Section-writer subagents receive their slice of the matrix as a constraint, not a suggestion. They must satisfy every row's Final Text Check.
Single reviewers correlate with their own prompts. SciAgent dispatches three reviewers in parallel, each from a different angle (Methods / Results / Story), each seeing only its prompt and the paper text — no narrative arc, no rationale matrix, no shared context. After all three return, an independence-validation step catches cross-contamination (identical phrasings, role drift). An editor synthesis then merges the three validated reviews into one revision decision.

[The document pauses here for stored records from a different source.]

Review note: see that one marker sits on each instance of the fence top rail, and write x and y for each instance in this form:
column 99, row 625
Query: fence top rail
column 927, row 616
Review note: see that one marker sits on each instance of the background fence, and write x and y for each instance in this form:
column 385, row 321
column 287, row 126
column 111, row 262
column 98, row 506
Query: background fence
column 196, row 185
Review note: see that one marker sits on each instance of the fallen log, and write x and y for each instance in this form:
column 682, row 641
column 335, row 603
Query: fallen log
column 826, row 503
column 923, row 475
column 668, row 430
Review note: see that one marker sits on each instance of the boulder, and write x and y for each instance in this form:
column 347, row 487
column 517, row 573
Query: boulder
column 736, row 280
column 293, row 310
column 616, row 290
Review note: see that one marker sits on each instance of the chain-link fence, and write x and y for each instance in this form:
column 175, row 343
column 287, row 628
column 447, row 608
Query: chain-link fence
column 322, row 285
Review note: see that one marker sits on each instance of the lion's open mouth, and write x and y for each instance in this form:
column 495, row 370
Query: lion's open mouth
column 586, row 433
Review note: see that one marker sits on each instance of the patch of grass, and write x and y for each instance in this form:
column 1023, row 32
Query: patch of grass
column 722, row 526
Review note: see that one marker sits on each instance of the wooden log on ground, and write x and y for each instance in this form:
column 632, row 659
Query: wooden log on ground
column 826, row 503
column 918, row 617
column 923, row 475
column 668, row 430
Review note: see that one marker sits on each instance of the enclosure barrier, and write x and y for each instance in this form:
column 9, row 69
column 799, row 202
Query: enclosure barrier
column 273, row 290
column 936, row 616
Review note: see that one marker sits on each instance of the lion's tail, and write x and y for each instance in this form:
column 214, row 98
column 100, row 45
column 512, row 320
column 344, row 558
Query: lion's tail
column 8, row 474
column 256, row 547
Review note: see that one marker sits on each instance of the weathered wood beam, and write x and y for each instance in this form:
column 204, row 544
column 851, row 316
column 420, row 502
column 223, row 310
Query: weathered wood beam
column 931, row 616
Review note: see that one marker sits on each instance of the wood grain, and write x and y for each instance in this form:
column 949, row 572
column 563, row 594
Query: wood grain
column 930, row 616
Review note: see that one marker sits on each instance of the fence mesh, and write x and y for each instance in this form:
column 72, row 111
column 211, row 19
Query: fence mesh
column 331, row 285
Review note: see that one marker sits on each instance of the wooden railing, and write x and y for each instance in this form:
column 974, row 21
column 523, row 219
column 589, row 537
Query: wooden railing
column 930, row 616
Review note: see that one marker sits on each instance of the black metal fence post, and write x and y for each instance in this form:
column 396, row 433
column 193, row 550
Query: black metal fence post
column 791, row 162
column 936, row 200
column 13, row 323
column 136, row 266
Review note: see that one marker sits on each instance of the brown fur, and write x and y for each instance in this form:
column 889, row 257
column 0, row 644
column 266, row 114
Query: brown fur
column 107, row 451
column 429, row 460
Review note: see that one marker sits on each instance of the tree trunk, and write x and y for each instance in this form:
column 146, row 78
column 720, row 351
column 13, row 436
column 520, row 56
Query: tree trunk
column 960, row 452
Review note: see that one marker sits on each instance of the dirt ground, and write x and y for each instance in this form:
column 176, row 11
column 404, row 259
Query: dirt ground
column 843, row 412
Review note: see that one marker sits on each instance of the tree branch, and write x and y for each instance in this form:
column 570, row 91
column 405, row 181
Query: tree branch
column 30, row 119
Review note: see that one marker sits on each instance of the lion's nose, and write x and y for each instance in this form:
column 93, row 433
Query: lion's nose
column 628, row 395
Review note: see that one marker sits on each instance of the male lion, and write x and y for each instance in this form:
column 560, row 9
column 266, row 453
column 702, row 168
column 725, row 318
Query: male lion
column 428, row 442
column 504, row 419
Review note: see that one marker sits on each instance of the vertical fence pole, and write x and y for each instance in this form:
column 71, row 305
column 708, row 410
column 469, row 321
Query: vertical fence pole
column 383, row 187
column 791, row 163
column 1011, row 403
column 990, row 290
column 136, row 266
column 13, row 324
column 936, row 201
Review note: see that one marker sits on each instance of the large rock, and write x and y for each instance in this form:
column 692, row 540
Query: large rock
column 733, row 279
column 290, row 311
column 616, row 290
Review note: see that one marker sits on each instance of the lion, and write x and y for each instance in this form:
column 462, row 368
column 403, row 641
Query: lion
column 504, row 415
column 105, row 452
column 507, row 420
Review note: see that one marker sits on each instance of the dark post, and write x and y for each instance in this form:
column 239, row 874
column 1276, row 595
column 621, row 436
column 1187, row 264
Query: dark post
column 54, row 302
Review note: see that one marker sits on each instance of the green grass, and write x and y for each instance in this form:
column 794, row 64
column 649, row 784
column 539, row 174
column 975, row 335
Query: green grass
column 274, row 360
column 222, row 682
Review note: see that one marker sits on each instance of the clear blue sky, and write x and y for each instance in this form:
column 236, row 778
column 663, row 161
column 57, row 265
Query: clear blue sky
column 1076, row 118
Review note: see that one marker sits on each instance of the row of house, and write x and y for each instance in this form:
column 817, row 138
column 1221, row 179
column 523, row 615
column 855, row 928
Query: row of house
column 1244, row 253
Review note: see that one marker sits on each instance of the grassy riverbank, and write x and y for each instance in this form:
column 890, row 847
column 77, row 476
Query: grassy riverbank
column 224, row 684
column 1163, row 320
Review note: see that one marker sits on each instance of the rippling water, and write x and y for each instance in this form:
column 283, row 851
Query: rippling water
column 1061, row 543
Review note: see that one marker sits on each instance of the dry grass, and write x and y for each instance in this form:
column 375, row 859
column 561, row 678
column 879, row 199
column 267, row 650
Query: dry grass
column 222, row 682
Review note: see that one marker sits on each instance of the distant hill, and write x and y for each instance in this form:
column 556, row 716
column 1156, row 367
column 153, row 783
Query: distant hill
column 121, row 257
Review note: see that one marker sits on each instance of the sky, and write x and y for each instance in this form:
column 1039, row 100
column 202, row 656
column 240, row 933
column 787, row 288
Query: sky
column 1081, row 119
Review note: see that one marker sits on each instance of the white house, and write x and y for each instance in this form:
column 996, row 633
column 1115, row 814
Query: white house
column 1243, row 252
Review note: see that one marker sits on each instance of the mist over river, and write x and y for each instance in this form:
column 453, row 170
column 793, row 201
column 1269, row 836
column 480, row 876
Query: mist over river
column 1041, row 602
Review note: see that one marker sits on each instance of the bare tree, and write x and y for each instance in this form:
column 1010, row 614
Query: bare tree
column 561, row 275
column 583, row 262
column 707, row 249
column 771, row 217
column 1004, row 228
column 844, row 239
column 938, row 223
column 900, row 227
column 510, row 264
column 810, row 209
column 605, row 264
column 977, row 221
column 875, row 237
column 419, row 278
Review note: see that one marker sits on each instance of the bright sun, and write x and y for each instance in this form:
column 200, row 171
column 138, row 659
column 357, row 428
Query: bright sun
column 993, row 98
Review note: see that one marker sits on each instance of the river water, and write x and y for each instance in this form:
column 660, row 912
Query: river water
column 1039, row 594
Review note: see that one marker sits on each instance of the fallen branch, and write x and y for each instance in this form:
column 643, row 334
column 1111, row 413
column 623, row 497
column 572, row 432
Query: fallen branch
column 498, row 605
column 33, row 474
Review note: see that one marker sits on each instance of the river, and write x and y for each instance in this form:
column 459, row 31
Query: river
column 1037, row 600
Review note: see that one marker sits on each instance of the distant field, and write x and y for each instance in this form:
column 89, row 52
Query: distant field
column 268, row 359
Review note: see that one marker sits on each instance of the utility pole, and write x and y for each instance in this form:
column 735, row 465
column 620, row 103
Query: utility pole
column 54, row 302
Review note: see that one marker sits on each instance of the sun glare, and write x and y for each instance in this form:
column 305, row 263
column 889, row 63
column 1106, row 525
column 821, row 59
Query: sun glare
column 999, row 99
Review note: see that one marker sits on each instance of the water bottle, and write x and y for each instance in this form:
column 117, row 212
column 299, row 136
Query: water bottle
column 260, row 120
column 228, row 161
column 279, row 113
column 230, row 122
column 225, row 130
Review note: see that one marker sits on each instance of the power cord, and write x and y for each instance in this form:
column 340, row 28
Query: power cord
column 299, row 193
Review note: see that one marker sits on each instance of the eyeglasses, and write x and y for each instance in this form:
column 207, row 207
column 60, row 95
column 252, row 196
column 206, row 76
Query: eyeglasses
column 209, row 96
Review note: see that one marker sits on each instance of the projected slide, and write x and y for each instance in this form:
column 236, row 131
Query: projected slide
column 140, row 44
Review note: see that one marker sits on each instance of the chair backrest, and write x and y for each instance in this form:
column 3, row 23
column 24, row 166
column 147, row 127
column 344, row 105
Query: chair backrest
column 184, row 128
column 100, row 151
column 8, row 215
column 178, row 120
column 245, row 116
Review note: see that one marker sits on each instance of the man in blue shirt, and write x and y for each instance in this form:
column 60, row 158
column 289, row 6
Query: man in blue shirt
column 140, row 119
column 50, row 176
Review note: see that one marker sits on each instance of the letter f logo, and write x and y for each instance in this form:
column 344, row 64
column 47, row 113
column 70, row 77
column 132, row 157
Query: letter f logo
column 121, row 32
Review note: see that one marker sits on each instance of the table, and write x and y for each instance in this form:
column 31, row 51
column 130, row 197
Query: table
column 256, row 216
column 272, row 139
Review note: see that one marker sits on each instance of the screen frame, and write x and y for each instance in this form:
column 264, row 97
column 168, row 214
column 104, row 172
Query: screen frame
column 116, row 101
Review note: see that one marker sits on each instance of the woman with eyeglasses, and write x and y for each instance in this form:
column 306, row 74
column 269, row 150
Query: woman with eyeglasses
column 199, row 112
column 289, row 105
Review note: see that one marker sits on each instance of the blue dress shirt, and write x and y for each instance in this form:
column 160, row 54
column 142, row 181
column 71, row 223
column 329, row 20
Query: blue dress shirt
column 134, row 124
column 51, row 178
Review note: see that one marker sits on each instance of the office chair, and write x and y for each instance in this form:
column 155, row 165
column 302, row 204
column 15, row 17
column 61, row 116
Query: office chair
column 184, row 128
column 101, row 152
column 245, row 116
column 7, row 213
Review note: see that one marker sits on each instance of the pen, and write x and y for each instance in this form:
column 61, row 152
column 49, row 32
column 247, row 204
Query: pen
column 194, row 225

For any revised draft (v2+), the editor synthesis compares v(N) to v(N-1) against six metrics — near-identical paragraph ratio, dominant operation in the rationale matrix, KEEP-row count, missing obligatory moves, unsupported new claims, numbers without source. A revision that fails any row is "patch writing" (a few sentences added or reworded, structure untouched) and must be redone closed-book using reference/deep-imitation-protocol.md. These metrics override the reviewer votes — a patch-writing revision is NEEDS_REVISION even with three ACCEPT votes.
When a reviewer flags a problem, the orchestrator routes the fix back to the phase that owns the weak artifact, not just the surface where the failure appeared. A generic Introduction is a Phase 0/6-step-1 problem (idea DNA + narrative arc), not a Phase 6 prose patch. A weak baseline is a Phase 1/4 problem, not a Results-section rewrite. Patching at the surface is faster but leaves the upstream gap — and the upstream gap will resurface in peer review.